先日、何年振りなのかもわからない程久方ぶりにタワレコへ赴いた。理由は気が向いたからとしか言いようがないのだが、其処で私は愕然とした。在ったのは私の知るタワレコの姿ではなかったからだ。
根本的なフロアデザイン等の話ではなく、レコード店としての在り様が大幅に異なっていた。
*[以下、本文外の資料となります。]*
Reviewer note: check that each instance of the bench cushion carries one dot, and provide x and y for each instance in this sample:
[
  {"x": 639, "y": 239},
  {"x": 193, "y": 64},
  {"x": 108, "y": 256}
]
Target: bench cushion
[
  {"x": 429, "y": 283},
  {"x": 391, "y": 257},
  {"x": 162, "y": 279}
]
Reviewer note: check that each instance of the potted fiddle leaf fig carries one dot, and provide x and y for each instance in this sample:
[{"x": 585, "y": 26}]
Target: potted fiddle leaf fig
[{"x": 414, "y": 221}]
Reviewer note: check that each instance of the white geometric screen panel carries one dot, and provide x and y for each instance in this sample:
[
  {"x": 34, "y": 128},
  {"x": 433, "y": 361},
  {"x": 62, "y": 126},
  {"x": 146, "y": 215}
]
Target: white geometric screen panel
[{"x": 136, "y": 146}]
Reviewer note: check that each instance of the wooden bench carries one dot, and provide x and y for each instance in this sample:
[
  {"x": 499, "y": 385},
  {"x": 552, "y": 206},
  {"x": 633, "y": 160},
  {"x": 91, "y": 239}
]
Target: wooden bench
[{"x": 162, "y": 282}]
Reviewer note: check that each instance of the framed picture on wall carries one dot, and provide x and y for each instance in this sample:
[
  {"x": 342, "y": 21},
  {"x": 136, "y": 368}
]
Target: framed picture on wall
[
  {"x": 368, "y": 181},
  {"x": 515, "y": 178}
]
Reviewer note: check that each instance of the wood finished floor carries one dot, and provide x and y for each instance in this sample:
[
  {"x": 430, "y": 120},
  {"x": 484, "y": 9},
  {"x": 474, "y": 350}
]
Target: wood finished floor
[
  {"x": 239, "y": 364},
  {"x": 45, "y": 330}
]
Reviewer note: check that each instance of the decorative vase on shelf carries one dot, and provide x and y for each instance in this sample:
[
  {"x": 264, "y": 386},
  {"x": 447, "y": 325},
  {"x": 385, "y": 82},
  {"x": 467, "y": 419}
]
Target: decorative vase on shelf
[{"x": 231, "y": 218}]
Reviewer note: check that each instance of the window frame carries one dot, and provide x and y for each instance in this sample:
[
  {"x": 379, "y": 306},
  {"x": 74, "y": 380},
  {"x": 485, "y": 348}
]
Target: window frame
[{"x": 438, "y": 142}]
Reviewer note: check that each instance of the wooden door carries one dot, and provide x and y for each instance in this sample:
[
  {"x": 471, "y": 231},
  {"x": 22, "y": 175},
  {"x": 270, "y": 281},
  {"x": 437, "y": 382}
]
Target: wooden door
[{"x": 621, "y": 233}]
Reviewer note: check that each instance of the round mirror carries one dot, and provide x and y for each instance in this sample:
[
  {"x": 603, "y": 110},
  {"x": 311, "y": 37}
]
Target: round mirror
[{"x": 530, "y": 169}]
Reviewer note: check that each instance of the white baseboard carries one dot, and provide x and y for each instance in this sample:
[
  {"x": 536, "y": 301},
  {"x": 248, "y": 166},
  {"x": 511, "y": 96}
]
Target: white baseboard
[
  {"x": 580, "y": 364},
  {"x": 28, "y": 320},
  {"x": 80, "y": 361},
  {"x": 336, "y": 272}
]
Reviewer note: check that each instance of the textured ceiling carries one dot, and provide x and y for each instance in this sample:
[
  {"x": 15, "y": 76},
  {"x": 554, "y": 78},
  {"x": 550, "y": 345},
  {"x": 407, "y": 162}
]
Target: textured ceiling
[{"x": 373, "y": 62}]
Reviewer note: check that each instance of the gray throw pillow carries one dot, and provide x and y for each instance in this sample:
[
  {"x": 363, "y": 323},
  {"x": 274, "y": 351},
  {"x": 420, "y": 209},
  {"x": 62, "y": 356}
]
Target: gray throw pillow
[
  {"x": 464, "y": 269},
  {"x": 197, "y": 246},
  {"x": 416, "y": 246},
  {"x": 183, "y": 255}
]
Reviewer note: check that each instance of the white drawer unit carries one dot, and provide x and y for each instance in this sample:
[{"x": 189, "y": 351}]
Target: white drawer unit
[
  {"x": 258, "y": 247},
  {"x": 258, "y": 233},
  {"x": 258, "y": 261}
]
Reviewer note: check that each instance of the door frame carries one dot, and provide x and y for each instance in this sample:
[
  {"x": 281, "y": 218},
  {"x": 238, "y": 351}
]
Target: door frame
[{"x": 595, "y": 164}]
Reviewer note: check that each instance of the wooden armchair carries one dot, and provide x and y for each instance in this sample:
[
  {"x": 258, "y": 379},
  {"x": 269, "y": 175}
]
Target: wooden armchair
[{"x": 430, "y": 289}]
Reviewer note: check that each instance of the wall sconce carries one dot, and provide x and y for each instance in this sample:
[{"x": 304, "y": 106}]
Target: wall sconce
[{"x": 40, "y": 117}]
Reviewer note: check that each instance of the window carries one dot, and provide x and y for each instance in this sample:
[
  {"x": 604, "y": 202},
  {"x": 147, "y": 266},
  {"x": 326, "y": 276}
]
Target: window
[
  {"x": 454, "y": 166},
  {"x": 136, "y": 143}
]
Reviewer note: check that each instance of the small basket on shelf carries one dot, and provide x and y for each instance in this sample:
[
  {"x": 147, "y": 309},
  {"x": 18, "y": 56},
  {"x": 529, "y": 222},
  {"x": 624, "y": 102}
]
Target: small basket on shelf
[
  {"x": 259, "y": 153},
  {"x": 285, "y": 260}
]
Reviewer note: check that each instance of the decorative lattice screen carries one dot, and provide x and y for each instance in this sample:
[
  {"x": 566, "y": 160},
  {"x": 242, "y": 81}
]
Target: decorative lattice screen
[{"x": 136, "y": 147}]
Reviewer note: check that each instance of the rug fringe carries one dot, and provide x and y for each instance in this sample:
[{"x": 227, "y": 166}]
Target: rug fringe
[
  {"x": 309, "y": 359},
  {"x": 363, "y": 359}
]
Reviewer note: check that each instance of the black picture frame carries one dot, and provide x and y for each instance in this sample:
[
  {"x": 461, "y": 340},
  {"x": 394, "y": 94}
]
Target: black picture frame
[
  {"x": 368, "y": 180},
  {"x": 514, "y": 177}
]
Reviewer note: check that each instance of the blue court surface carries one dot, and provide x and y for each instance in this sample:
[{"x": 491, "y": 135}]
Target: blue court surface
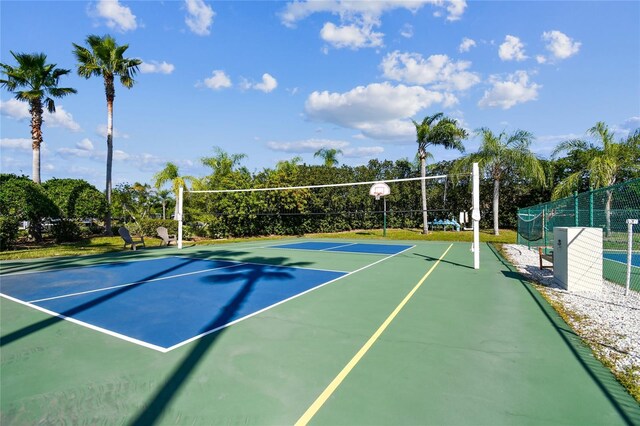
[
  {"x": 162, "y": 303},
  {"x": 347, "y": 247},
  {"x": 622, "y": 257}
]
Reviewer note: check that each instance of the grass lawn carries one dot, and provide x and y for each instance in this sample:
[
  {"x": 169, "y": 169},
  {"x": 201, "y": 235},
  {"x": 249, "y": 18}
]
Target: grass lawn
[{"x": 98, "y": 245}]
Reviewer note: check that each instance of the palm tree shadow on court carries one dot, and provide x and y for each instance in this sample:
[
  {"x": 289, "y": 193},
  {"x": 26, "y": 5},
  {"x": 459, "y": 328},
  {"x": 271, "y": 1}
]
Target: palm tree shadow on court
[
  {"x": 605, "y": 381},
  {"x": 435, "y": 259},
  {"x": 48, "y": 322},
  {"x": 258, "y": 271}
]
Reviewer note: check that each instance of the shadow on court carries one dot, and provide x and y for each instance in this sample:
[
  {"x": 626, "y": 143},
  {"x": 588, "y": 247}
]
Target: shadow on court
[
  {"x": 435, "y": 259},
  {"x": 251, "y": 276},
  {"x": 606, "y": 382},
  {"x": 41, "y": 325}
]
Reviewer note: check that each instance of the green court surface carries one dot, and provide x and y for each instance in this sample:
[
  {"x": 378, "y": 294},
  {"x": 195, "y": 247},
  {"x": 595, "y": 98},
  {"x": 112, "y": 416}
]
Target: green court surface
[{"x": 457, "y": 346}]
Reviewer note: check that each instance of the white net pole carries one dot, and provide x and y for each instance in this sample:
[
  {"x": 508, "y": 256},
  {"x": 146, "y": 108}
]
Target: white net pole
[
  {"x": 475, "y": 215},
  {"x": 333, "y": 185},
  {"x": 179, "y": 216}
]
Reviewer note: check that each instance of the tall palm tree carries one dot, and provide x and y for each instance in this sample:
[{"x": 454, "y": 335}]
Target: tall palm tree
[
  {"x": 104, "y": 58},
  {"x": 604, "y": 165},
  {"x": 501, "y": 154},
  {"x": 435, "y": 130},
  {"x": 329, "y": 155},
  {"x": 170, "y": 174},
  {"x": 35, "y": 82}
]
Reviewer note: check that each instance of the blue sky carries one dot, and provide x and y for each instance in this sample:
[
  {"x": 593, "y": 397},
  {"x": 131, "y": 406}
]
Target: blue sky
[{"x": 275, "y": 80}]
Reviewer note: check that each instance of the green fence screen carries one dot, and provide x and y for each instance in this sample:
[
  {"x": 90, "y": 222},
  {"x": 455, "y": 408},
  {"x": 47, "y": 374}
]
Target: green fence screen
[{"x": 607, "y": 208}]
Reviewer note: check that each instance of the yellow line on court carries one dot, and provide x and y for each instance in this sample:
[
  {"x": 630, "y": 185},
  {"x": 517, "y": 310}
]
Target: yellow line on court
[{"x": 319, "y": 402}]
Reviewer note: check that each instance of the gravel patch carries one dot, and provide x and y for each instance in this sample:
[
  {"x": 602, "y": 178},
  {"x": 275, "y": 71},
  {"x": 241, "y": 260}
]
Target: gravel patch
[{"x": 607, "y": 320}]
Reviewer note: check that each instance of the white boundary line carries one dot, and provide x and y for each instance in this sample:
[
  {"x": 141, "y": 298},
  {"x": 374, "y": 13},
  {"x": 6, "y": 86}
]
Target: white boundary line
[
  {"x": 268, "y": 264},
  {"x": 338, "y": 246},
  {"x": 68, "y": 268},
  {"x": 86, "y": 324},
  {"x": 165, "y": 350},
  {"x": 281, "y": 302},
  {"x": 80, "y": 293}
]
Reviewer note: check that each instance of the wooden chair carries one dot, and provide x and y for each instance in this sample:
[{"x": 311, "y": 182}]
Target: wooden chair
[
  {"x": 124, "y": 233},
  {"x": 166, "y": 238},
  {"x": 544, "y": 256}
]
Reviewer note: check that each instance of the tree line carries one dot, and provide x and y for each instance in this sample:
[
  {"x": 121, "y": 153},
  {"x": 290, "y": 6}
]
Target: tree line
[{"x": 510, "y": 170}]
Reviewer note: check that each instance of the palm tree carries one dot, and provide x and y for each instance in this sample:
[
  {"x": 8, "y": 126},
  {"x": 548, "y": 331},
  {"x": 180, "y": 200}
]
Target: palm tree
[
  {"x": 435, "y": 130},
  {"x": 605, "y": 163},
  {"x": 499, "y": 155},
  {"x": 105, "y": 59},
  {"x": 40, "y": 81},
  {"x": 329, "y": 155},
  {"x": 171, "y": 174},
  {"x": 163, "y": 196},
  {"x": 222, "y": 163}
]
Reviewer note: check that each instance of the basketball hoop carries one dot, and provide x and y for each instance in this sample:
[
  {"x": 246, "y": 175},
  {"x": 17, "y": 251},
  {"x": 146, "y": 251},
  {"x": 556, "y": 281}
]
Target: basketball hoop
[{"x": 379, "y": 189}]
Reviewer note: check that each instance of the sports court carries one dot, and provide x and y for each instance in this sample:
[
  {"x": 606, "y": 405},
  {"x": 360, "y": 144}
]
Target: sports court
[{"x": 293, "y": 331}]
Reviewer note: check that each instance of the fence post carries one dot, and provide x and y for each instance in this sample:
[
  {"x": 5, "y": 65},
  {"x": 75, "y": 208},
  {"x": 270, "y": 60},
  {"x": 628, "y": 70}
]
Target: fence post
[
  {"x": 575, "y": 209},
  {"x": 591, "y": 207},
  {"x": 528, "y": 240},
  {"x": 544, "y": 224}
]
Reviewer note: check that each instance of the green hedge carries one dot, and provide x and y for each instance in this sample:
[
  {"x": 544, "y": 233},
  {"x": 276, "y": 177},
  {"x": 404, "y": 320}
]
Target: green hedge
[
  {"x": 8, "y": 232},
  {"x": 148, "y": 227}
]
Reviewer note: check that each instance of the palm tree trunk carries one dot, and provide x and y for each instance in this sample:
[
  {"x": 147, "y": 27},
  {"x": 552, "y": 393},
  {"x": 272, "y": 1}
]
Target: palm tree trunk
[
  {"x": 496, "y": 206},
  {"x": 423, "y": 187},
  {"x": 36, "y": 138},
  {"x": 607, "y": 213},
  {"x": 107, "y": 220}
]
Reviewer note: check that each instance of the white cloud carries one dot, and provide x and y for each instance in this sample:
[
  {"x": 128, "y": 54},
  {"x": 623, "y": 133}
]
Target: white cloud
[
  {"x": 560, "y": 45},
  {"x": 60, "y": 118},
  {"x": 363, "y": 152},
  {"x": 15, "y": 109},
  {"x": 514, "y": 90},
  {"x": 352, "y": 36},
  {"x": 625, "y": 128},
  {"x": 365, "y": 10},
  {"x": 19, "y": 144},
  {"x": 359, "y": 18},
  {"x": 437, "y": 70},
  {"x": 119, "y": 155},
  {"x": 19, "y": 110},
  {"x": 310, "y": 146},
  {"x": 306, "y": 146},
  {"x": 199, "y": 17},
  {"x": 268, "y": 83},
  {"x": 101, "y": 130},
  {"x": 117, "y": 16},
  {"x": 85, "y": 144},
  {"x": 156, "y": 67},
  {"x": 407, "y": 31},
  {"x": 379, "y": 110},
  {"x": 512, "y": 49},
  {"x": 466, "y": 45},
  {"x": 83, "y": 149},
  {"x": 218, "y": 80}
]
私が足繁く通っていたのは今から二十年程前、専門学校の帰り道にタワレコを覗いてからバイトに向かうのが一つの習慣であった。発刊されていたフリーマガジンを読み漁り、snoozerやremixの新刊をチェックし、視聴機に齧り付いて最先端の洋楽や、往年の名盤などを貪るように聴いていた。
タワレコは当時、疑い様なく流行の文化発信拠点であった。十代の若者から、初老の紳士淑女までがヘッドフォンを耳に多種多様な音楽との出逢いを愉しんでいた。
店員のリコメンドを一言一句欠かさずに読み、時には耳目の早い彼らにものを尋ね音楽知識を深めた日々を今も覚えている。彼らは当時確かにクールであった。個性的な髪型やアクセサリーを身につけながら、揃いのエプロンがスタイリッシュに決まっていて、壁に掛けられた清志郎や峯田和伸のポスターが彼らの美徳を肯定している様にも感じられた。
当時のシスコやマンハッタンレコードの店員が、タトゥーや過激なピアスを着こなし、少しアウトローな印象であったのに対し、タワレコ店員は幾分かマイルドでスマートな佇まいで、憧れめいた眼差しを多くの人々から集めていた様にも思う。
そして、そんなタワレコは今はもう見る影もない。

フロアの八割方はJPOPやKPOP、アニソンに埋め尽くされ、洋楽コーナーは全体の二割にも満たず(其の内の半分近くは年長者を相手にしたクラシカルなコーナーだ)新しい音楽との出逢いなど望むべくもない。試しに私の好きなアーティストのCDがどの程度置いてあるかと見てみたら、HIPHOP棚の「F」の欄にはフージーズの「THE SCORE」一枚のみしか置かれておらず、なんとも目を覆いたくなった(大名盤ではあるのだが)。
そして隅に押しやられた洋楽たちに取って代わる様に鎮座している概念があった。それは「推し活」である。
実際HMVやヴァージンなどが辛酸を舐める中、タワレコは一人勝ち状態にあり、聞けば「アーティストを応援するユーザーを応援する店」へと舵を切ったそうだ。サブスク浸透以降、レコードは価値を失い、世界中で売上が激減し、次々とレコード店が潰れていく中、タワレコは売り物を変えた訳だ。
フロアの一部にはライブブースの様な一画があって、キラキラとした衣装を纏った男の子たちがファンと握手などの交流をしている様であった。ジャニーズの新しいユニットとでも紹介されれば腑に落ちる様な容姿であったが、観客は十名足らずであったので恐らくは地下アイドル的な存在なのであろう。壁には私には使い途の想像もつかない「推し活グッズ」なるものが陳列されていた。
また店員たちにあの日の輝きは感じられず、エプロンを取り替えればDAISOの店員とも区別がつかなかったであろう。
他方、その前に寄ったdisk UNIONの店員たちは活き活きとして見えた。観賞用にお気に入りのアルバムの紙ジャケット中古CDを3枚買って帰ったのだが、盤状態の確認を遠慮した私の購入意図を察したのか、少しニヤついた笑顔をいただいた。レジ袋の有無など尋ねるまでもなく、さぁバッグに仕舞わずUNIONのレコード袋を手に提げて街を歩いてくれと言わんばかりの笑顔でレシートと商品とを手渡された。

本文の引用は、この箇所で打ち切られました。